An Introduction to Benford's Law
Arno Berger & Theodore P. Hill
This book provides the first comprehensive treatment of Benford's law, the surprising logarithmic distribution of significant digits discovered in the late nineteenth century. Establishing the mathematical and statistical principles that underpin this intriguing phenomenon, the text combines up-to-date theoretical results with overviews of the law’s colorful history, rapidly growing body of empirical evidence, and wide range of applications.
An Introduction to Benford’s Law begins with basic facts about significant digits, Benford functions, sequences, and random variables, including tools from the theory of uniform distribution. After introducing the scale-, base-, and sum-invariance characterizations of the law, the book develops the significant-digit properties of both deterministic and stochastic processes, such as iterations of functions, powers of matrices, differential equations, and products, powers, and mixtures of random variables. Two concluding chapters survey the finitely additive theory and the flourishing applications of Benford’s law.

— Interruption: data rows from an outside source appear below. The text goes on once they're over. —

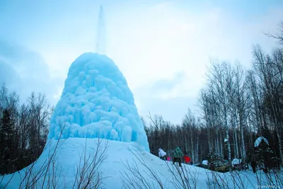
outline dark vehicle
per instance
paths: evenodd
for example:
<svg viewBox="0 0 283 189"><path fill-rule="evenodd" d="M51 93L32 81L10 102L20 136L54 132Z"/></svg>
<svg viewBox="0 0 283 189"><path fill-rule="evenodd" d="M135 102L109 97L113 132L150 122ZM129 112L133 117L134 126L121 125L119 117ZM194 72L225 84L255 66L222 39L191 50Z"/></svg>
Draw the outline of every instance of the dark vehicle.
<svg viewBox="0 0 283 189"><path fill-rule="evenodd" d="M195 166L204 168L208 168L208 166L202 164L195 164Z"/></svg>
<svg viewBox="0 0 283 189"><path fill-rule="evenodd" d="M221 172L221 173L226 173L229 171L230 170L230 167L227 166L226 164L221 162L220 161L214 161L212 164L210 164L209 168L212 171Z"/></svg>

Carefully selected diagrams, tables, and close to 150 examples illuminate the main concepts throughout. The text includes many open problems, in addition to dozens of new basic theorems and all the main references. A distinguishing feature is the emphasis on the surprising ubiquity and robustness of the significant-digit law. This text can serve as both a primary reference and a basis for seminars and courses.
Arno Berger is associate professor of mathematics at the University of Alberta. He is the author of Chaos and Chance: An Introduction to Stochastic Aspects of Dynamics. Theodore P. Hill is professor emeritus of mathematics at the Georgia Institute of Technology and research scholar in residence at the California Polytechnic State University.